The general rule of thumb is that, if you have something with less than 20% total solids, then I recommend mid-infrared, FTIR. If it's above, it would be NIR because that's more of a semi-solid or solid sample. The exception from that would be cream because cream is liquid at very high solid levels. That's why we still use mid-infrared for cream.
Section 4: Can you control your production process with FTIR?
There are basically three ways that you can analyse your milk in a process. You can do at-line, that's when you take a sample out and analyse it in an instrument. The frequency you can do that at is very low, so that means that you don't have fantastic control of the process. Then, you have on-line, where you take a sample out through a little tube into an instrument that analyses so it does it automatically. The problem there is that you don't know what's happening between measurements because you take a sample out.

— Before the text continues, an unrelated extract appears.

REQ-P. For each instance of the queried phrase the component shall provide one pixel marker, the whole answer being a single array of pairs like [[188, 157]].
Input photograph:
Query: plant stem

If there are rapid fluctuations in the process, you won't get that. In-line, you are looking at things happening live and that means that when you have dramatic changes, you can see them immediately. Of course, it requires that you have a technology that you can put into the line. FTIR is difficult because it requires this very thin layer of milk, but it can be solved. The advantage that you get out of it is that, in particular; your protein measurement becomes much more accurate compared to if you're using NIR, because NIR would probably be the method or the choice if FTIR is not possible.
Section 5: Is it at all possible to use FTIR for process control in-line?
Until now, FTIR has not been used in the process. That's because it's very difficult, because you need this very thin layer of milk, and how that is handled has been quite a challenge. You can actually do it - if you have some very fine motors you can control the cuvette so that it can move and it can move into position, so when the system is CIP'd, then you can have it open so that it's cleaned, and then you can close it again for measurements.
The other thing is that stability requires that you need to do some reference measurements from time to time. You need to do some mathematical tricks in order to not have that reference measurement once every hour or so, because you only have the opportunity every time you have a CIP. That might happen every 24 hours, for example. Right now, we're at the stage that we've just released the MilkoStream FT, which solves the problem of doing references all the time. It can do references every time there's a CIP. It doesn't need any more than that.
It can open during a CIP so that it can be cleaned, probably between batches, and then, it can close through some very sophisticated motor control, into a distance of 35 microns, where it's optimal to measure milk in a cuvette. Moving fully in-line makes a huge difference because you can control your process to a very large detail. If something is changing, you can see it immediately.
Also, the maintenance has been reduced quite significantly because we are just using the CIP system in-line in order to clean the instrument. There's no specific cleaning or no reference measurement or so on, everything is happening in relation to the CIP. Finally, there's no flow system. No moving parts to be replaced in the flow system as there is with the current equipment available. The main advantage is that we can measure protein at a very high accuracy compared to competing methods. That's the reason why its FTIR in the line and not any other method.